ちょっとしたこだわりで、和歌には旧かなを使いたいため、記憶のあいまいな部分は辞書に頼らざるを得ない。
自分の国語の本来の表記を、辞書で調べなければならないというのは、かなり情けない。

それから、文法的な係り結びなんかもちょっと怪しいので、ちゃんと辞書で引かないと危なくてしょうがない。

あぁ、本当に情けない。

仕事といえば、ほとんど PC のキーボードを打っているため、実は、紙の辞書を開くのは本当に億劫だ。キーボードを打つ指の動きから、急に辞書の薄紙でできたページをめくる動作に移ると、指がものすごく戸惑う。

あまりにも指動作感覚が違いすぎるのだ。

だから、電子辞書は本当に助かる。原稿などを書いている指の動きそのままで、手軽に辞書がひけるという感覚が気に入っている。

ところが、私の使っている電子辞書のMicrosoft Bookshelf Basic というやつには、国語辞典、英和・和英辞典は入っているが、古語辞典がない。

そこで、最近は紙の古語辞典がいつも手元に置いてあるというわけだ。

この古語辞典、中身だけでなく、外観も古色蒼然としている。昭和41年の版とあるから、37年前の代物だ。

裏表紙には、何故か妻の弟の署名がある。全然達筆ではないが、性格そのものの几帳面な字だ。

問題は、何で義弟の古語辞典が我が家にあるのかということだ。

私だって、以前は自前の古語辞典を持っていた。結婚してから、重複した持ち物を整理してしまったような記憶はある。古語辞典は私の持ち物よりも、こっちの方がいいと判断してのことと思われる。

ところが、妻はなんで、弟の古語辞典なんか持っていたのか。妻が大学に入って上京したときに持ってきたのだろうが、その頃、義弟は中学から高校に進学する頃ではないか。

自分の古語辞典を姉に持ち去られた弟は、困りはしなかっただろうか。

その辺の事情を妻に聞いても、全然詳しい経緯は憶えていないようで、「いいじゃない、どうせあんまり使わないんだし」などと言っている。

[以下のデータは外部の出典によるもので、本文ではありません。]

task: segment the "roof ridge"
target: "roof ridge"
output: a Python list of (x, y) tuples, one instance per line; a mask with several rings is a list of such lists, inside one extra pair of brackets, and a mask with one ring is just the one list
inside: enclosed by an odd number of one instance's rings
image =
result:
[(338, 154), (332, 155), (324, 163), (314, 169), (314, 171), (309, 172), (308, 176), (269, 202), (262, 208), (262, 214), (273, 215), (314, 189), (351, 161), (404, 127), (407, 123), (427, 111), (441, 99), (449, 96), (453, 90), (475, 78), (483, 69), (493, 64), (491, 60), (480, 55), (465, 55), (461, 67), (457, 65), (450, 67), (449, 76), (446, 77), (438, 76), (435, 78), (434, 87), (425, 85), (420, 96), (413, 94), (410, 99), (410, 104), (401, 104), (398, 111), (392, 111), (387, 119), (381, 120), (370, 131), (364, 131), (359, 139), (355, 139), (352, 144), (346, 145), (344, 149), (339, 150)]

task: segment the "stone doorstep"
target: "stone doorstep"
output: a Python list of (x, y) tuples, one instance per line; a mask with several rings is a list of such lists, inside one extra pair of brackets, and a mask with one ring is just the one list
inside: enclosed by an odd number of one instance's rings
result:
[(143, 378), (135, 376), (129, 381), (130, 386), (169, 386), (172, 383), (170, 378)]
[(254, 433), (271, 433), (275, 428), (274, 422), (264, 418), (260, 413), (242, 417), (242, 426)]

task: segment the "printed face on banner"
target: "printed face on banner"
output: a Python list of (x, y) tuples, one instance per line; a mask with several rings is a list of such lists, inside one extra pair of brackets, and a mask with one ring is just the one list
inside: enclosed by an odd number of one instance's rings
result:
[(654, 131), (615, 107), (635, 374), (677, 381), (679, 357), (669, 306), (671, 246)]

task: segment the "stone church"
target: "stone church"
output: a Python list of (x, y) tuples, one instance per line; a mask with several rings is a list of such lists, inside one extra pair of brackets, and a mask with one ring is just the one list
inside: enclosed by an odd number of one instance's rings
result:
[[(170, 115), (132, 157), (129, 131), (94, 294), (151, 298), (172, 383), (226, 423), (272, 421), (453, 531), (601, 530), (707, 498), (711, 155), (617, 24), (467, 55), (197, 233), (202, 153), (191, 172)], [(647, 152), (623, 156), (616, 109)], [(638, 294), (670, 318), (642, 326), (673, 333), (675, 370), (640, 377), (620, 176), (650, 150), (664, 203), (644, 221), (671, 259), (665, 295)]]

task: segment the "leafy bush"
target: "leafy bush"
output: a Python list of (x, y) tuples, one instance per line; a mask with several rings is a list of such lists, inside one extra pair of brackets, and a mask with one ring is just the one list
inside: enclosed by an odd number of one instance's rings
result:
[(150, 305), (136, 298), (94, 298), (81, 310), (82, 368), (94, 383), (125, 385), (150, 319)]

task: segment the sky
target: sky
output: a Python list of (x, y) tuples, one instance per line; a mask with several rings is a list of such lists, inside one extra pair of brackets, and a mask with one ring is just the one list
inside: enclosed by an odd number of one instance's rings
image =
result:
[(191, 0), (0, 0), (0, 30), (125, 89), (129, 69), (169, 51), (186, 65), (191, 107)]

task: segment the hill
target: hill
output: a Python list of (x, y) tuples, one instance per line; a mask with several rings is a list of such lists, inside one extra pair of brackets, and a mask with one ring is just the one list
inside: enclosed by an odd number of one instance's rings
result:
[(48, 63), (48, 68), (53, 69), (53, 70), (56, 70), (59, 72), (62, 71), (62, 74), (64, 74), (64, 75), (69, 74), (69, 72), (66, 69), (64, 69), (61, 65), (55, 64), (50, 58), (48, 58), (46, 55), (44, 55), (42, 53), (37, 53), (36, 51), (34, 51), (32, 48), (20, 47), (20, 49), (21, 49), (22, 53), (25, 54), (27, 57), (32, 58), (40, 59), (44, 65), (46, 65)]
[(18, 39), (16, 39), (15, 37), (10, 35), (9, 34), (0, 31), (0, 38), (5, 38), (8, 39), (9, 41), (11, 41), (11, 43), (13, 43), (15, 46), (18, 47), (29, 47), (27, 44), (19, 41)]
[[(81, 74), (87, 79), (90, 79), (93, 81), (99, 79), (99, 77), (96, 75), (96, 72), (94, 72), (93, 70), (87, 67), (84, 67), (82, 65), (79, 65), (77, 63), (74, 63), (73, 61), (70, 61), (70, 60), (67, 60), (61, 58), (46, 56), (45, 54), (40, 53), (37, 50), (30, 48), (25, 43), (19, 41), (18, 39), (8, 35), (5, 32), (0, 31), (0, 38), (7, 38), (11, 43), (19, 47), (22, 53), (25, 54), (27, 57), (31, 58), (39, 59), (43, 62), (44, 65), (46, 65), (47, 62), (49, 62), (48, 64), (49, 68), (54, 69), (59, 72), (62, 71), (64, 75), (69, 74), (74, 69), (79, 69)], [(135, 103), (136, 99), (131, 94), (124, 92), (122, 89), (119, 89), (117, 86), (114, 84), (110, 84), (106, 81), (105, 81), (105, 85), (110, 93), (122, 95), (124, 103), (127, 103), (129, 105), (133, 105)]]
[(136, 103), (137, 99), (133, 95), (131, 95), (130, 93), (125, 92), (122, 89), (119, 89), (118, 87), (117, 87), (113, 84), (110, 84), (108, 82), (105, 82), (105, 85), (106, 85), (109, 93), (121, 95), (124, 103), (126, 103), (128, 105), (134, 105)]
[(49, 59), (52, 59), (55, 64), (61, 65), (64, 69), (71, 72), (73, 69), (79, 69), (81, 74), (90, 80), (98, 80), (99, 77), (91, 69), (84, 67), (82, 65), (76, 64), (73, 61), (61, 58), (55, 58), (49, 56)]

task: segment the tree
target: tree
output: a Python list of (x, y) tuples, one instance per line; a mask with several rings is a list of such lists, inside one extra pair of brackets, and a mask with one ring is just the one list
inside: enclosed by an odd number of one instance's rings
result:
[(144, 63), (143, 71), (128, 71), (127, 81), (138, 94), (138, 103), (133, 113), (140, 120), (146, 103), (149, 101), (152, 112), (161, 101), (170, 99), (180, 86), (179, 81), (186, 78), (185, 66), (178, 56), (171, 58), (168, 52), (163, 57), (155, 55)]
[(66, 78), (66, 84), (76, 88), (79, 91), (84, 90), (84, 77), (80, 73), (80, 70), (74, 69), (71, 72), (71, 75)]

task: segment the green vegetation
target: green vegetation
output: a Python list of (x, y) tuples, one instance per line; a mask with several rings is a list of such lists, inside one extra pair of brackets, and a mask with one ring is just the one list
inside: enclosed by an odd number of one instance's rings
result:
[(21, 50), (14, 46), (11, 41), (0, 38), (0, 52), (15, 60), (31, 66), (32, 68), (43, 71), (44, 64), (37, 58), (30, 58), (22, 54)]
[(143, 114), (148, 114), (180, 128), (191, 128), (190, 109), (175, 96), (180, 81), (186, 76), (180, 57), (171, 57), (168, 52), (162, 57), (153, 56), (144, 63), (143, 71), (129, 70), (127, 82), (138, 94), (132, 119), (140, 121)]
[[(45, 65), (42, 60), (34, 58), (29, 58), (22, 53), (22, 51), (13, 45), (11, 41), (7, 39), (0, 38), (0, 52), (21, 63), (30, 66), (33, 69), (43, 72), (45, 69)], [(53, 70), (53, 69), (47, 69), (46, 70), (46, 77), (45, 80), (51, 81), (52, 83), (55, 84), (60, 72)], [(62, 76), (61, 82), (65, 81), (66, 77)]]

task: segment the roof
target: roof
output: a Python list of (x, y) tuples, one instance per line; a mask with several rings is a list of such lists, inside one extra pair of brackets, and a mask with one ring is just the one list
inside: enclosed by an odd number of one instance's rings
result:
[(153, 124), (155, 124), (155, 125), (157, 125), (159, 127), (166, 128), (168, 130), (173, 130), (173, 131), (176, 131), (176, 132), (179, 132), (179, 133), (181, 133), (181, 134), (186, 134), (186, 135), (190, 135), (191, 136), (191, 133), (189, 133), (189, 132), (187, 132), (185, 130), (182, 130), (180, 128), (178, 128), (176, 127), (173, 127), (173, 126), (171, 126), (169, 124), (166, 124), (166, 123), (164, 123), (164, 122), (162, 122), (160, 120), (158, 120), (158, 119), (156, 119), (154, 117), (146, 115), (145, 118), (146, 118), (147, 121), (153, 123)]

この辺の女の感性というのは、いつもながら、かなり大雑把だと思うのである。

とはいえ、確かに、返せともなんとも言われてないのだから、あんまり使われなかったのだろう。

その辞書を、37年経ってから、義兄の私が毎日使っている。運命とはわからないものである。

今日は大晦日。

床のワックスがけをするように頼まれている。あれは腰にくるんだよなぁ。

それはそうと、皆様、良いお年を!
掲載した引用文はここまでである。